Respect Life Conference: End of life issues becoming more prevalent, complicated
Saying everyone will face decisions about care at the end of life sooner or later — if not for themselves, then for someone they love — Father Alfred Cioffi started a conversation about some of those issues with participants at the Respect Life Conference on Sept. 14.
The beginning of life is known and occurs at fertilization, said Father Cioffi, a priest of the Archdiocese of Miami, Florida, and associate professor of biology and bioethics at St. Thomas University in Miami.
But with men living until about 78 and women living until about 81, end-of-life issues are becoming more and more prevalent and complicated, he said.
Identifying the vital organs of the body, Father Cioffi said if one of them is dying irreversibly, the death process has begun.
“We should never kill anyone, but we may allow people to die,” he explained. “If we don’t allow people to die, it is a serious thing.”
“We should never kill anyone, but we may allow people to die. If we don’t allow people to die, it is a serious thing.” Father Alfred Cioffi
To guide medical professionals and decision makers, the U.S. bishops have developed the “Ethical and Religious Directives for Catholic Health Care Services,” which contains the church’s teaching on life and health care, Father Cioffi told conference participants. The sixth edition was published in 2018.
According to the document, “a person has a moral obligation to use ordinary or proportionate means of preserving his or her life,” but may forgo “extraordinary or disproportionate means of preserving life.” It defines disproportionate means as those that “in the patient’s judgment do not offer a reasonable hope of benefit or entail an excessive burden, or impose excessive expense on the family or the community.”
Father Cioffi explained that it is permissible to assist vital organs, but there is no moral obligation to substitute them. That’s not sustainable, since all of those organs will fail eventually, he said.
Nutrition and hydration has become a touchy issue over the years, but there is a presumption in favor of it as an ordinary means of life support.

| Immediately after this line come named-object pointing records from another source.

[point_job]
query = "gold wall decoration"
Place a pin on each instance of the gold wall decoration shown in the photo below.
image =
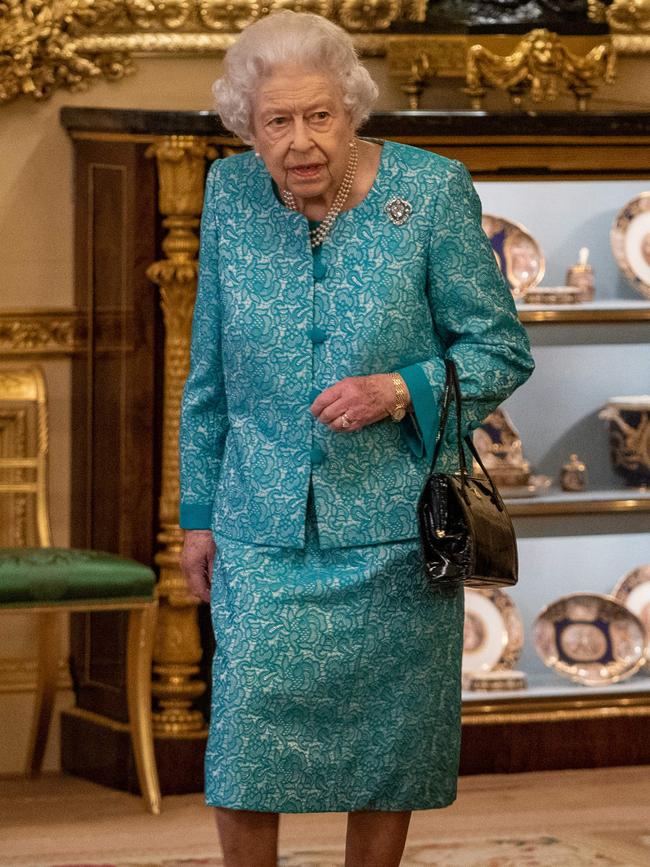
(42, 332)
(181, 162)
(48, 44)
(539, 64)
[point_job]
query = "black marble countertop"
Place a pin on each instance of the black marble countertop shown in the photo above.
(382, 124)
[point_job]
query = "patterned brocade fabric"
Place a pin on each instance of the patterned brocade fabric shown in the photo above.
(270, 332)
(336, 679)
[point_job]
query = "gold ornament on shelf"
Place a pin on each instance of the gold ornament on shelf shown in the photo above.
(538, 65)
(629, 16)
(422, 73)
(48, 44)
(581, 276)
(181, 162)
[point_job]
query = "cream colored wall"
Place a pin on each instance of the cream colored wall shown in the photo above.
(36, 270)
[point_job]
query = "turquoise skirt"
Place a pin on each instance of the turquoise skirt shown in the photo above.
(336, 679)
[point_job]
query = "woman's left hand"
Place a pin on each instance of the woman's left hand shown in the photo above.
(363, 399)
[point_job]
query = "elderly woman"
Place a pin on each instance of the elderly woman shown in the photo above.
(336, 273)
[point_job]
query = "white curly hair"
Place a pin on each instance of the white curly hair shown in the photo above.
(284, 37)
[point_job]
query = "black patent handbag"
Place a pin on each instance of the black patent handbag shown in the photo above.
(466, 533)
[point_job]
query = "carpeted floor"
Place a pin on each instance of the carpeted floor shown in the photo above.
(558, 819)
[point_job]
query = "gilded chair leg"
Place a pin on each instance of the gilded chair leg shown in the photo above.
(142, 623)
(50, 633)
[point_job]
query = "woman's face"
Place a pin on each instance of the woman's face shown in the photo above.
(302, 132)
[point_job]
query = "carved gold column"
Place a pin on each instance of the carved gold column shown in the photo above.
(181, 164)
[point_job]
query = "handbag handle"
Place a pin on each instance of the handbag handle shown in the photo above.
(451, 394)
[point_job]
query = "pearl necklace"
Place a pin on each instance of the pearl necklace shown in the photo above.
(318, 235)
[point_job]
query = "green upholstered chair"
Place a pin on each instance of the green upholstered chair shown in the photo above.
(49, 581)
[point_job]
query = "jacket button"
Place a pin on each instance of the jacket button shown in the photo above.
(317, 334)
(317, 455)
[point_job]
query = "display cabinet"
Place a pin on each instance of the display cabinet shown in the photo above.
(564, 176)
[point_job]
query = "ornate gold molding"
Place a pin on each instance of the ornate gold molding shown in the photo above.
(38, 331)
(48, 44)
(537, 67)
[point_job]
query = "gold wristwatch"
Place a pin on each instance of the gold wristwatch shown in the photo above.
(398, 412)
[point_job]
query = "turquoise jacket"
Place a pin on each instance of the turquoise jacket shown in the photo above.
(274, 326)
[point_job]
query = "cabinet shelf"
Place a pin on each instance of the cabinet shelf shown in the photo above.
(608, 310)
(581, 503)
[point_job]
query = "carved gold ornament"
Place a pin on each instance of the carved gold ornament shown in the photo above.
(47, 44)
(423, 71)
(629, 16)
(181, 163)
(539, 64)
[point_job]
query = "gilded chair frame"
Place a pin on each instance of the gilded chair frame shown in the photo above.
(27, 385)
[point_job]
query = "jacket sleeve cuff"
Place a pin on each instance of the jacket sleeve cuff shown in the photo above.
(195, 516)
(419, 428)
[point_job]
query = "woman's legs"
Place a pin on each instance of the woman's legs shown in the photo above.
(248, 837)
(376, 838)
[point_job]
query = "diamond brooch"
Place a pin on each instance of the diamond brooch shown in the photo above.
(398, 210)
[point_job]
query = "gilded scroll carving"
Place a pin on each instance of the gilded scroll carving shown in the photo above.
(47, 44)
(539, 64)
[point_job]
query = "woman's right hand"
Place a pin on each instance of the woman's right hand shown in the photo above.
(197, 560)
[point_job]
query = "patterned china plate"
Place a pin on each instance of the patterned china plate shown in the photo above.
(633, 591)
(630, 240)
(494, 633)
(519, 255)
(590, 638)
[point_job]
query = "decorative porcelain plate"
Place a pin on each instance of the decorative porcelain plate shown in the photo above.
(633, 591)
(494, 633)
(630, 240)
(519, 255)
(590, 638)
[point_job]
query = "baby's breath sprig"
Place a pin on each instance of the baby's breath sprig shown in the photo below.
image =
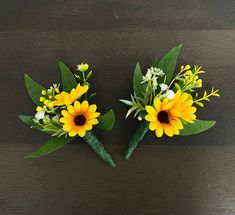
(205, 97)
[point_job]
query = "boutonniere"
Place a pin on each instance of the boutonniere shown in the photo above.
(166, 103)
(66, 112)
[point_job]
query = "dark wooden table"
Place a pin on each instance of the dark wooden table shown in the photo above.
(180, 176)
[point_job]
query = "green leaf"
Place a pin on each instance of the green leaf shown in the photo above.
(34, 89)
(92, 96)
(168, 62)
(137, 86)
(98, 147)
(197, 127)
(106, 121)
(68, 80)
(29, 121)
(136, 138)
(52, 145)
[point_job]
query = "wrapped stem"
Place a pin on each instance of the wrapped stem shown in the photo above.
(136, 138)
(99, 149)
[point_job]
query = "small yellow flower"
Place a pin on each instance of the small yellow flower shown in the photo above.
(42, 99)
(44, 92)
(65, 98)
(39, 109)
(82, 67)
(165, 116)
(79, 118)
(198, 83)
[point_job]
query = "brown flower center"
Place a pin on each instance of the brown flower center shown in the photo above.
(163, 117)
(80, 120)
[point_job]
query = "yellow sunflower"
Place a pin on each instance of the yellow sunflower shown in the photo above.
(165, 116)
(65, 98)
(79, 118)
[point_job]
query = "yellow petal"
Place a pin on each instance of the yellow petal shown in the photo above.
(71, 109)
(91, 109)
(151, 118)
(157, 103)
(66, 114)
(67, 127)
(81, 132)
(152, 126)
(84, 106)
(168, 131)
(92, 122)
(73, 132)
(77, 106)
(93, 115)
(159, 131)
(150, 110)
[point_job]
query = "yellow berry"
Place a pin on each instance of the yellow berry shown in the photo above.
(42, 99)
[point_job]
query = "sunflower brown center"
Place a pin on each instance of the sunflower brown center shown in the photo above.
(80, 120)
(163, 117)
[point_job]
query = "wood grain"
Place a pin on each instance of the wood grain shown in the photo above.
(180, 176)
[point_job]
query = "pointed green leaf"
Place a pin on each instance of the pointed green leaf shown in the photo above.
(68, 79)
(106, 121)
(136, 138)
(98, 147)
(34, 89)
(52, 145)
(197, 127)
(137, 86)
(168, 62)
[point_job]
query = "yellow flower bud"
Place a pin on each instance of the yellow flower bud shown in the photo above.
(44, 92)
(198, 83)
(50, 104)
(39, 109)
(82, 67)
(42, 99)
(46, 102)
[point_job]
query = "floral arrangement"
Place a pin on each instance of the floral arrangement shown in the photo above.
(166, 104)
(65, 112)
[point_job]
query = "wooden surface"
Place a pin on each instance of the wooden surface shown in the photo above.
(192, 175)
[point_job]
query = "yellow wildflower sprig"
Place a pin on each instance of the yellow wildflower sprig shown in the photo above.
(189, 78)
(205, 97)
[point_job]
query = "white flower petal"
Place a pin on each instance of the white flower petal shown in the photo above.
(170, 94)
(40, 115)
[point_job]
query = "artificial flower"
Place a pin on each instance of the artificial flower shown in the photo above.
(82, 67)
(79, 118)
(66, 114)
(165, 116)
(65, 98)
(165, 101)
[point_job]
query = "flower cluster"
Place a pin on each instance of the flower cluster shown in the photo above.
(67, 113)
(167, 107)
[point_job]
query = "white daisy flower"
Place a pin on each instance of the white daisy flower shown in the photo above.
(39, 115)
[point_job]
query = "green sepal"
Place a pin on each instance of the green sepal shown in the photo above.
(197, 127)
(51, 145)
(92, 96)
(99, 149)
(168, 62)
(68, 79)
(106, 121)
(34, 89)
(136, 138)
(137, 78)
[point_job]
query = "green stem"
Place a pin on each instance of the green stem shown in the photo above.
(136, 138)
(99, 149)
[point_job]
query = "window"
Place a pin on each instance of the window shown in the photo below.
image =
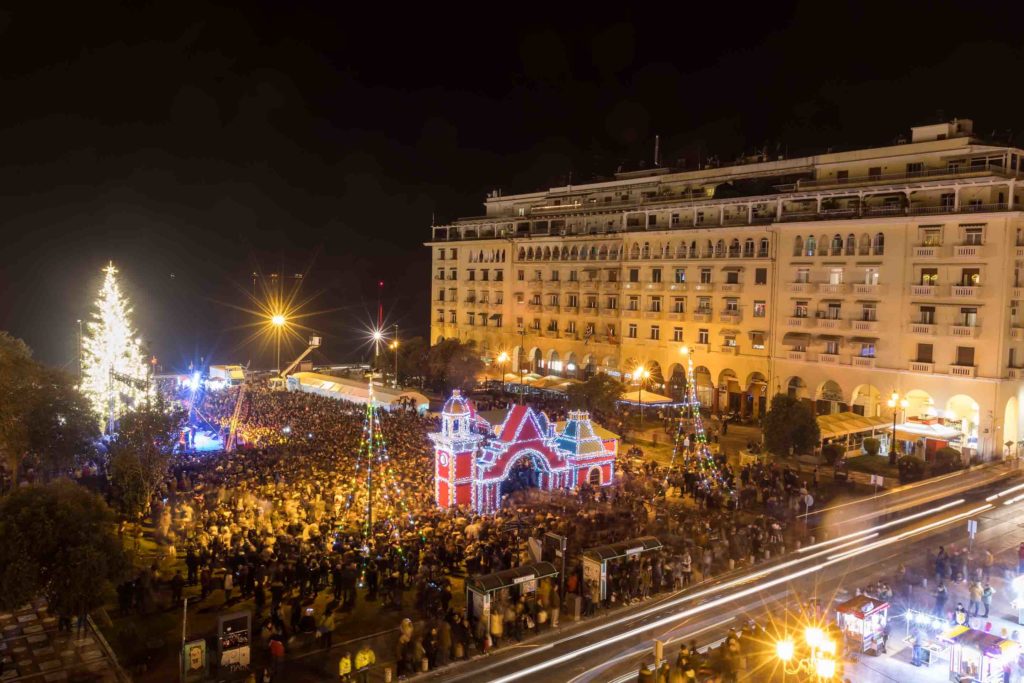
(965, 355)
(974, 235)
(931, 236)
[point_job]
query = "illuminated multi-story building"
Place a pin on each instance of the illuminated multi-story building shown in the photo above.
(840, 278)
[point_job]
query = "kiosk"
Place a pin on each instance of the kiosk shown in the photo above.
(862, 621)
(595, 562)
(482, 591)
(976, 655)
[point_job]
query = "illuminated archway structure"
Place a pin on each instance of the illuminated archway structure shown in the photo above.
(472, 458)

Father Cioffi cautioned that there are always exceptions and informed decisions must be made on a case-by-case basis.
“When there is no more cure — medicine does have its limits — then care always obligates,” he said, noting that in addition to food, water and shelter, human beings require contact and interaction.
“We are substantially social beings,” he said. “We should never be deprived of human interaction, even if that person is in a coma or persistent vegetative state.”
Father Cioffi urged conference participants to think now about how they want to be treated — or not treated — at the end of their lives, saying, “If we don’t decide, believe me, someone else will decide for us and they may not decide on our behalf.”
He referred people to “Encouraging End of Life Conversations: A Catholic Perspective on Advance Directives,” which was published by the Catholic Conference of Illinois in 2016. It may be downloaded for free at ilcatholic.org/multimedia/publications.